The Death Dealt Out by the "75"

The statistics of the losses inflicted by the artillery have not yet appeared, either in Germany or in France. But we now know that they have been heavier on the German side. This difference is largely due to the efficiency of our high-explosive shell, which is far superior to the similar shell employed by the Germans.

The shell of the "75" sends out a considerable number of small chisel-edged fragments, which are death-dealing up to twenty yards from the bursting-point. Moreover, the gases released by the explosion cause a kind of asphyxia —unless, indeed, it be the shock produced on the brain and vertebral column which kills all those men whose bodies show no apparent wound.

The dead, according to the official communiqué of August 26th, 1914, were fixed rigid (cloues) in the position of aiming.

"What makes the strongest impression," wrote a soldier in the 'Guerre Sociale' of October 25th, 1914, "is the attitude of the men killed by the explosive shell of the '75.' Few of them appear to have been wounded. You find them in the position in which they were struck, with their eyes starting from their heads, and a trickle of blood on their lips."

"Your '75" said a captured German officer, "is not a gun, it is an instrument of butchery."

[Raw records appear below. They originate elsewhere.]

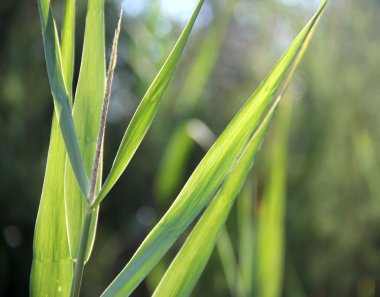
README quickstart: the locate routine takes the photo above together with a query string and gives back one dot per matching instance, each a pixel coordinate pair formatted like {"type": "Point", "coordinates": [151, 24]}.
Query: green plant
{"type": "Point", "coordinates": [73, 188]}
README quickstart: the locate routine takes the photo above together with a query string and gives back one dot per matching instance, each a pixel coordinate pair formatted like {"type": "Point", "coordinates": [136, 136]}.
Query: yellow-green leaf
{"type": "Point", "coordinates": [147, 109]}
{"type": "Point", "coordinates": [186, 268]}
{"type": "Point", "coordinates": [60, 95]}
{"type": "Point", "coordinates": [52, 268]}
{"type": "Point", "coordinates": [86, 113]}
{"type": "Point", "coordinates": [209, 174]}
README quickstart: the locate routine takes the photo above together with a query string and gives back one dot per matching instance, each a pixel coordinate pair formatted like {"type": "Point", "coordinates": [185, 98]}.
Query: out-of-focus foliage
{"type": "Point", "coordinates": [333, 210]}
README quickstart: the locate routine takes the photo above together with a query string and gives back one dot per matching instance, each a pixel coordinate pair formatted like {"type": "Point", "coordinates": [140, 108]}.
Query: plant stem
{"type": "Point", "coordinates": [79, 266]}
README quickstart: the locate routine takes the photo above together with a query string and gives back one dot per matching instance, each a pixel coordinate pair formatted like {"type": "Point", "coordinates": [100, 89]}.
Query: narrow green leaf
{"type": "Point", "coordinates": [209, 174]}
{"type": "Point", "coordinates": [68, 44]}
{"type": "Point", "coordinates": [204, 63]}
{"type": "Point", "coordinates": [269, 247]}
{"type": "Point", "coordinates": [60, 94]}
{"type": "Point", "coordinates": [146, 111]}
{"type": "Point", "coordinates": [52, 267]}
{"type": "Point", "coordinates": [246, 235]}
{"type": "Point", "coordinates": [171, 173]}
{"type": "Point", "coordinates": [230, 266]}
{"type": "Point", "coordinates": [186, 268]}
{"type": "Point", "coordinates": [86, 114]}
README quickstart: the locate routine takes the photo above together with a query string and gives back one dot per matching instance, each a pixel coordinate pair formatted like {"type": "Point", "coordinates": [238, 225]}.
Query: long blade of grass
{"type": "Point", "coordinates": [230, 266]}
{"type": "Point", "coordinates": [209, 174]}
{"type": "Point", "coordinates": [246, 236]}
{"type": "Point", "coordinates": [86, 115]}
{"type": "Point", "coordinates": [173, 162]}
{"type": "Point", "coordinates": [146, 111]}
{"type": "Point", "coordinates": [186, 268]}
{"type": "Point", "coordinates": [52, 268]}
{"type": "Point", "coordinates": [60, 95]}
{"type": "Point", "coordinates": [269, 246]}
{"type": "Point", "coordinates": [204, 63]}
{"type": "Point", "coordinates": [68, 44]}
{"type": "Point", "coordinates": [170, 172]}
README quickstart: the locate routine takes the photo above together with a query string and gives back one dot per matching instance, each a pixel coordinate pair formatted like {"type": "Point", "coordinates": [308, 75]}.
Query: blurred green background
{"type": "Point", "coordinates": [333, 186]}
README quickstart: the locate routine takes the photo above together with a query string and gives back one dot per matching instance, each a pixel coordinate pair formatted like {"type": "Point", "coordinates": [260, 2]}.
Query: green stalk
{"type": "Point", "coordinates": [79, 266]}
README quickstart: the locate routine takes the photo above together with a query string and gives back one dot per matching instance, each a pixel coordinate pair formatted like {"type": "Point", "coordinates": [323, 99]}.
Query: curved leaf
{"type": "Point", "coordinates": [209, 174]}
{"type": "Point", "coordinates": [60, 95]}
{"type": "Point", "coordinates": [186, 268]}
{"type": "Point", "coordinates": [86, 114]}
{"type": "Point", "coordinates": [146, 111]}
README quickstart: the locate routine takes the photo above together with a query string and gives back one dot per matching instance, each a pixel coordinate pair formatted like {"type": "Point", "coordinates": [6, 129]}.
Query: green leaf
{"type": "Point", "coordinates": [203, 65]}
{"type": "Point", "coordinates": [86, 114]}
{"type": "Point", "coordinates": [246, 235]}
{"type": "Point", "coordinates": [52, 268]}
{"type": "Point", "coordinates": [60, 94]}
{"type": "Point", "coordinates": [209, 174]}
{"type": "Point", "coordinates": [146, 111]}
{"type": "Point", "coordinates": [171, 172]}
{"type": "Point", "coordinates": [269, 248]}
{"type": "Point", "coordinates": [68, 44]}
{"type": "Point", "coordinates": [230, 266]}
{"type": "Point", "coordinates": [186, 268]}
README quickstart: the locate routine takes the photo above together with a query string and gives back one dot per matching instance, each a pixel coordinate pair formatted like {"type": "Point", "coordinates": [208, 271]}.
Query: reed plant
{"type": "Point", "coordinates": [73, 188]}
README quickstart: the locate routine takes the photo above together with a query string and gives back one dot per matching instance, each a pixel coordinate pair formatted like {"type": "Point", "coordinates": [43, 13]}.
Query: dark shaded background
{"type": "Point", "coordinates": [333, 211]}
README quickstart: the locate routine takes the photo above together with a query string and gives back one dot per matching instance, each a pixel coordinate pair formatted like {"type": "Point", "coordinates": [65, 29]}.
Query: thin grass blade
{"type": "Point", "coordinates": [245, 225]}
{"type": "Point", "coordinates": [86, 115]}
{"type": "Point", "coordinates": [52, 267]}
{"type": "Point", "coordinates": [60, 95]}
{"type": "Point", "coordinates": [147, 109]}
{"type": "Point", "coordinates": [209, 174]}
{"type": "Point", "coordinates": [68, 44]}
{"type": "Point", "coordinates": [230, 266]}
{"type": "Point", "coordinates": [269, 246]}
{"type": "Point", "coordinates": [186, 268]}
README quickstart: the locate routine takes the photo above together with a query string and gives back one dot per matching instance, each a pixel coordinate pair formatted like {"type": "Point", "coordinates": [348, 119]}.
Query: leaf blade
{"type": "Point", "coordinates": [52, 268]}
{"type": "Point", "coordinates": [209, 174]}
{"type": "Point", "coordinates": [145, 113]}
{"type": "Point", "coordinates": [86, 116]}
{"type": "Point", "coordinates": [60, 95]}
{"type": "Point", "coordinates": [186, 268]}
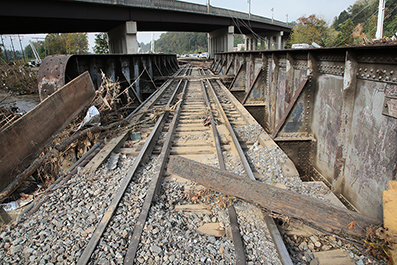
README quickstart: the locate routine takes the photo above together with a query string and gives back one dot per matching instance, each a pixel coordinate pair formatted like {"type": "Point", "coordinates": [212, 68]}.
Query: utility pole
{"type": "Point", "coordinates": [272, 14]}
{"type": "Point", "coordinates": [13, 49]}
{"type": "Point", "coordinates": [249, 9]}
{"type": "Point", "coordinates": [381, 18]}
{"type": "Point", "coordinates": [152, 43]}
{"type": "Point", "coordinates": [23, 53]}
{"type": "Point", "coordinates": [5, 50]}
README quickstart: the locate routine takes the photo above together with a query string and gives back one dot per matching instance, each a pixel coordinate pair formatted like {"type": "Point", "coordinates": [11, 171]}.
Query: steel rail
{"type": "Point", "coordinates": [278, 241]}
{"type": "Point", "coordinates": [154, 186]}
{"type": "Point", "coordinates": [274, 232]}
{"type": "Point", "coordinates": [236, 143]}
{"type": "Point", "coordinates": [237, 242]}
{"type": "Point", "coordinates": [145, 151]}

"The German soldiers call your gunners the black butchers," said General von Bulow to a French landowner (chatelain) on whom he had billeted himself.

Such are the effects of the "75" explosive shell. But it is very evident that these effects would not be so terrible if the gun, as formerly, could fire only one shot a minute, and if our gunners did not excel in the art of sending the projectile precisely where or when it is required.

The effects of our shell are therefore the resultant of its own qualities of rapid loading, of the value of our methods, and of the skill of the gunners in applying them.